Comcare v Banerji  HCA 23
High Court decision finds public servant’s anonymous twitter comments in breach of APS Code of Conduct.
On 7 August 2019, the High Court delivered a landmark decision concerning public servants and their rights to freedom of political expression. In a unanimous decision, the court held the dismissal of Michaela Banerji in 2013 was not unjustified, rejecting the respondent’s arguments that the provisions do not apply to ‘anonymous’ communication.
The High Courts ruling overturned a decision made by the Administrative Appeals Tribunal that found Banerji’s termination based on her political views was unjustified.
Banerji’s argument went from one pertaining freedom of political expression to seemingly trying to find a loophole in statutory legislation, arguing that the Public Service Act does not apply to ‘anonymous’ communication.
- Michaela Banerji, a former employee of the Department of Immigration and Citizenship, used an anonymous Twitter account named “@LaLegale”. to post 9,000 Tweets which were critical of the government and its policies.
- Provisions in laid out in the Public Service Act require APS employees to behave in a way that “upholds the APS Values and the integrity and good reputation of the APS” because the APS is “apolitical” and politically impartial.
- Banerji’s identity under @LaLegale was uncovered and her employment was terminated for violating s 13(11), 10(1) of the public service act.
- Banerji made a workplace injury claim under the Safety, Rehabilitation and Compensation Act 1988 (Cth) for a psychological injury resulting from the termination of her employment.
- Comcare rejected the claim on the basis that the respondent’s injury was suffered as a result of such action.

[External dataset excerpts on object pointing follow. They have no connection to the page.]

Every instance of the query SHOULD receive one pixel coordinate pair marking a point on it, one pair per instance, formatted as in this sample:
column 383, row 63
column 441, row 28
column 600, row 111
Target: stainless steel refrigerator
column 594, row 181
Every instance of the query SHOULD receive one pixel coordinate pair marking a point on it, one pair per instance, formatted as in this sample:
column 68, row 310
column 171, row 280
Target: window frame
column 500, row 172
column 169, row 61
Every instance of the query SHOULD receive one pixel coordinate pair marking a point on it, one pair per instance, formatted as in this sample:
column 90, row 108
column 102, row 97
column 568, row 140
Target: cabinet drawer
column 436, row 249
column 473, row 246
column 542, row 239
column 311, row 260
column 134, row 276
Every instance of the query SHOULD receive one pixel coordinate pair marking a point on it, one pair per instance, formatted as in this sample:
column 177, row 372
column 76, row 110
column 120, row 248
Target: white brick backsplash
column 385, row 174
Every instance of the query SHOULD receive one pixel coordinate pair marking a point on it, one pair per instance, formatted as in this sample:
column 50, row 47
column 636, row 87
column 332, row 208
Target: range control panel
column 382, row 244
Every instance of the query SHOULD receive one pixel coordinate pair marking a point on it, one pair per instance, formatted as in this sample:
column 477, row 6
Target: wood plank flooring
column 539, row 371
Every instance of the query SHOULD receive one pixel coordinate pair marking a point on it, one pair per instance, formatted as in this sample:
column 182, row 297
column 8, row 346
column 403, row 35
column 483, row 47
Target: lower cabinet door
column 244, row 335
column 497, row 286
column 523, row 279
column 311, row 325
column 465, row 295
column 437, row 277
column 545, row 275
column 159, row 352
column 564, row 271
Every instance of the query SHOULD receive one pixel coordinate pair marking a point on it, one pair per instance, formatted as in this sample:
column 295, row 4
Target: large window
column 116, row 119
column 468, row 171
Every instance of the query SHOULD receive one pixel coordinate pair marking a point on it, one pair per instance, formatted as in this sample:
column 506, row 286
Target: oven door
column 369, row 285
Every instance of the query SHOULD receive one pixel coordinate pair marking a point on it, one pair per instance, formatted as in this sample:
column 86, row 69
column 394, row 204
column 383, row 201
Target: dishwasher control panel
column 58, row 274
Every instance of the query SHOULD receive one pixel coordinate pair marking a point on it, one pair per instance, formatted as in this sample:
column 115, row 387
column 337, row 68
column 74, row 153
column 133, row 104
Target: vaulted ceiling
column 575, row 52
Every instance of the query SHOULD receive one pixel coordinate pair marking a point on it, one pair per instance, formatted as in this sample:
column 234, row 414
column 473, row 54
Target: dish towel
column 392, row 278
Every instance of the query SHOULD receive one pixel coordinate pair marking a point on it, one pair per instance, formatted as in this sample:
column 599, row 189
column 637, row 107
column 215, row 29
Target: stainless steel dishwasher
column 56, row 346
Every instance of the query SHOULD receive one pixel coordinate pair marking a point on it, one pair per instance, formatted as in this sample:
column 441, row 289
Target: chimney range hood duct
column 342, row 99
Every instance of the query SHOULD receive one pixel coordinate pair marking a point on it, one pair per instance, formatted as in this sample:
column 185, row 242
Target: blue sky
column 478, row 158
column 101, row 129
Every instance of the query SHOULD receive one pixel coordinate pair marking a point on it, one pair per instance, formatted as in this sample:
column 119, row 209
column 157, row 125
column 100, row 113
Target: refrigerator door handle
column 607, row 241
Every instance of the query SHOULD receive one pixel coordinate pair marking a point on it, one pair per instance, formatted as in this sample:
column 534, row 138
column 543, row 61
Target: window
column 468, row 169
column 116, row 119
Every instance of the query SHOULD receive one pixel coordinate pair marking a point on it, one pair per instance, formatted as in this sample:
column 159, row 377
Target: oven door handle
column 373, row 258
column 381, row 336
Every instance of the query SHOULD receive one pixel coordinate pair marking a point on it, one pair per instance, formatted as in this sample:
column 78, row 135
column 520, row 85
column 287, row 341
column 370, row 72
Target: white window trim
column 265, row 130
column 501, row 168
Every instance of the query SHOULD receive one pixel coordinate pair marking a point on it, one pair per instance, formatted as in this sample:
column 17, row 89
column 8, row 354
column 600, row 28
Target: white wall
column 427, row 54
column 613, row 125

That decision was set aside by the Administrative Appeals Tribunal, on the basis that the Code trespassed upon Banerji’s implied freedom of political communication.
- Comcare appealed.
The first issue dealt with by the courts was whether or not the Public Service Act applied to anonymous communication. The courts rejected the respondent’s argument on the basis that the matter would have likely ceased in the earlier tribunal.
Secondly, their honours considered the implied freedom argument. Kiefel CJ, Bell, Keane and Nettle JJ found that there had been no unjustified burden on the implied freedom. Geiger J also agreed that the law did not impose an unjustified burden on the implied freedom.
The High Court found that ss 10(1) and 13(11) does affect the ability of Australian public servants to engage in public comment on Government and political matters, therefore limiting their freedom of political expression.
Furthermore, they found that that burden had a legitimate purpose consistent with a constitutional system of government and separation of powers.